After constructing a championship-level team in the 2004-2005 season that many around the league saw as favorites to win it all before Joe Johnson broke his face against the Mavericks in the Conference Semifinals, Suns management has made awful personnel decisions at every turn. That team’s key pieces were Nash, Stoudemire, Johnson, and Shawn Marion, playing in a Mike D’Antoni system perfectly suited for their talents, locals knew them as “The Run-N-Gun Suns.” Following that season, Johnson was traded after owner Robert Sarver refused to pay him top-level money. Marion was traded a couple years later, and Stoudemire was let go during free agency due to long-term health concerns. The reasons for letting go of Stoudemire were completely valid, but what the team tried to do to replace him was idiotic at best, signing Hedo Turkoglu, Josh Childress, Hakim Warrick and Channing Frye to long-term big money deals (Frye is the only one still with the team, sitting out this season due to injury). The team has gone from four all-stars to none in a span of eight years. For anyone who thinks the future is promised to successful teams with young talent, think again. Win when you can, the future isn’t guaranteed.
For fans, there isn’t even a player on this team who excites you. New Orleans may be the worst team in the West, but fans there can look at Gordon, Anthony Davis and Austin Rivers and see hope for the future. Markieff Morris is a good option off the bench for the Suns, but not a player who shows any signs of becoming a superstar down the road. One would imagine opponents don’t know how to defend the Suns coming into a game not because they are so stacked it’s scary, but because no one on the roster demands a double-team. An optimist will say, “Anyone could go off on their team and lead if they get hot on a given night.” A realist will say, “No one on that team is good enough to lead them, even if they do get hot.”
Suns fans can look at the team and say at least they are tanking it badly enough to get a good spot in the lottery. Other teams can also look at them as a viable trading partner for solid pieces to add down the stretch of the season without having to make a substantial financial move, with Dragic as the team’s highest-paid player at $7.5 million this season. Few of the Suns players are signed past this year, so there will be flexibility in the off-season as the team tries to rebuild. They also have the benefit of an additional first-round pick acquired from the Lakers in the Nash trade, a pick that would be in the lottery if the season ended today.

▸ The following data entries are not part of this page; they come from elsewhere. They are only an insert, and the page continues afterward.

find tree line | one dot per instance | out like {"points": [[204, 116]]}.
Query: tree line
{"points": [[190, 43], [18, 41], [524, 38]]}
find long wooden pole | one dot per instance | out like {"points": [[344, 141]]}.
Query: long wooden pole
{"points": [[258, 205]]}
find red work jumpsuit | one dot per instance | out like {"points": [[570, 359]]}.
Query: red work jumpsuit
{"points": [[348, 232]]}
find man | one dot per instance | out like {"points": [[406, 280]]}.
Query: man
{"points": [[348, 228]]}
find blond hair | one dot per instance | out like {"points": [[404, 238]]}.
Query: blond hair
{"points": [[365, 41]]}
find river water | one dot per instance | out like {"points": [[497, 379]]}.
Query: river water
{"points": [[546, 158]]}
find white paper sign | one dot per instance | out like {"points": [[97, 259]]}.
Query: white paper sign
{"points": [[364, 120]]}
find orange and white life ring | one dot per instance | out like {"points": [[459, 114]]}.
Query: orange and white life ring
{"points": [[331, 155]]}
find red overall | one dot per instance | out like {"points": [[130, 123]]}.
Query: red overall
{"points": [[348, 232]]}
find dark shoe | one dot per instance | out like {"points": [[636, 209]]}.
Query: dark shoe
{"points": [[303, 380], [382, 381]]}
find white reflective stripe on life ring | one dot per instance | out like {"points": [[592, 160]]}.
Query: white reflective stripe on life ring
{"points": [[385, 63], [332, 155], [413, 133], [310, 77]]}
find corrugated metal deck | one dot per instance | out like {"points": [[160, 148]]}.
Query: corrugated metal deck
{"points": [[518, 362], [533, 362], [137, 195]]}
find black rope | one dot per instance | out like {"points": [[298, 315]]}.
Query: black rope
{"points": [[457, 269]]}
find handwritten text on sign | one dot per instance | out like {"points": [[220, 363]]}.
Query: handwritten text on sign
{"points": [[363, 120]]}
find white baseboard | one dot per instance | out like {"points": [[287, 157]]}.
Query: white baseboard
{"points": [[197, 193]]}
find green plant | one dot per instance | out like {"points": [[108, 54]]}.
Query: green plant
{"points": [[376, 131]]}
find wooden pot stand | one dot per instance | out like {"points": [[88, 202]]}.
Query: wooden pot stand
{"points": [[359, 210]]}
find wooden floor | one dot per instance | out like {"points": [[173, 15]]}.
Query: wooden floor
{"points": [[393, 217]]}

For now, there is nothing exciting about the Suns. Parents raising their kids will emphasize the value of teamwork over individual talent, but even the best of parents realize the teams with the best players will win as long as those players can co-exist (take a look at the aforementioned Lakers for an example of talent that can’t co-exist). The Suns players work very well together, they just aren’t very good individuals. Teams need superstars. Superstars put butts in seats, get cities excited and proud to be supporting their home-town team, but most importantly, they win games. When you put multiple superstars together, you win championships. The Suns have no superstars, no chance of winning a championship, and practically no hope.